Dans les océans, les méduses pourraient supplanter les poissons
« Les méduses sont de plus en plus présentes dans les océans, ce qui conduit certains experts à parler d’un ’changement global de régime, d’un océan de poissons à un océan de méduses’, dans lequel les méduses supplanteraient les poissons.
La forte augmentation des populations de méduses pourrait bien être l’une des causes de la contraction des stocks halieutiques constatée en mer Méditerranée et en mer Noire, d’après un nouveau rapport publié par la FAO (Organisation des nations unies pour l’alimentation et l’agriculture).
La surpêche, qui fait disparaître les grands prédateurs marins, est l’un des facteurs expliquant cette prolifération de méduses. Un cercle vicieux peut s’ensuivre, puisque les méduses se nourrissent de larves de poissons et de juvéniles, ce qui « réduit encore la résilience des populations halieutiques déjà frappées par la surpêche », indique le rapport, qui émane de la Commission générale des pêches pour la Méditerranée de la FAO.
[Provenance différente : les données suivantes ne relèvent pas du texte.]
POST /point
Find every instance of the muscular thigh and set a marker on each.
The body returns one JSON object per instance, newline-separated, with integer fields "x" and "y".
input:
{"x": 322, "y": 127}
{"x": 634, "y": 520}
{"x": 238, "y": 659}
Ainsi, la méduse « pourrait être la goutte d’eau qui fait déborder le vase », commente cette étude sur la prolifération des méduses en mer Méditerranée et en mer Noire.
Normalement, seule l’incidence de la pêche pratiquée par l’homme est prise en compte pour fixer les seuils de référence pour une pêche durable, explique le rapport. Mais les méduses peuvent avoir des répercussions considérables sur les œufs et les larves de poisson, soit directement, soit parce qu’elles entrent en concurrence avec d’autres espèces pour leur nourriture. Il faut donc les prendre en compte dans toute approche écosystémique de la gestion des pêches.
Un effet dévastateur
Les conséquences graves que peuvent avoir les méduses sur les stocks halieutiques ont été mises en évidence au début des années 80, lorsque Mnemiopsis leidyi, espèce vivant habituellement dans l’océan Atlantique, fut introduite accidentellement en mer Noire, où elle eut un effet si dévastateur sur les populations halieutiques que les pêcheries furent littéralement « mises à genoux ».
Le problème ne s’est résolu qu’avec l’arrivée en mer Noire d’une autre espèce envahissante, Beroe ovata, qui se nourrit de méduses Mnemiopsis.
En mer Adriatique, un recul des populations halieutiques avait également été constaté il y a 20-30 ans à la suite de plusieurs épisodes de prolifération de méduses urticantes mauves Pelagia noctiluca. Les effets combinés de cette méduse pélagique et de la surpêche ont beaucoup contribué à réduire les populations de poissons adultes « à un niveau rendant moins efficace la reconstitution des stocks ».
« Dans le passé, l’écosystème était parvenu à faire face aux épisodes de prolifération des méduses, mais lors des envahissements du début des années 80, il a pris une autre direction et n’est toujours pas revenu à la normale d’avant Pelagia », indique le rapport.
Un océan de méduses
Les méduses sont de plus en plus présentes dans les océans du monde entier, ce qui conduit certains experts à parler d’un « changement global de régime, d’un océan de poissons à un océan de méduses », dans lequel les méduses supplanteraient les poissons.
Bien que les raisons expliquant ce phénomène ne soient pas parfaitement comprises, elles incluent sans doute, outre la surpêche :
• le réchauffement climatique, qui favorise les espèces tropicales ;
• l’eutrophisation, qui s’accompagne d’une augmentation de la richesse de l’eau en nutriments ;
• le recours massif aux digues pour prévenir l’érosion des côtes et le grand nombre de ports touristiques, habitat idéal pour les méduses qui au début de leur vie sont des polypes.
Parmi les mesures préconisées pour prévenir la prolifération des méduses ou y faire face, on peut citer :
• l’intégration de la recherche sur les méduses aux recherches halieutiques ;
• le développement de produits à base de méduses pour l’alimentation – certaines espèces sont consommées dans plusieurs pays – ou la médecine ;
• autre possibilité : l’utilisation de la « méduse immortelle » (Turritopsis nutricula), capable d’inverser le processus du vieillissement et riche de promesses, pour l’élaboration de produits régénérants pour les êtres humains ;
• l’adoption de systèmes d’alerte précoce signalant le pullulement des méduses, associés à des barrières de protection dans les élevages aquacoles.
Lutter contre la surpêche, les émissions de gaz à effet de serre et les causes de l’eutrophisation « améliorerait sans aucun doute la qualité de l’environnement en général et pourrait ainsi réduire le nombre de méduses », ajoute le rapport.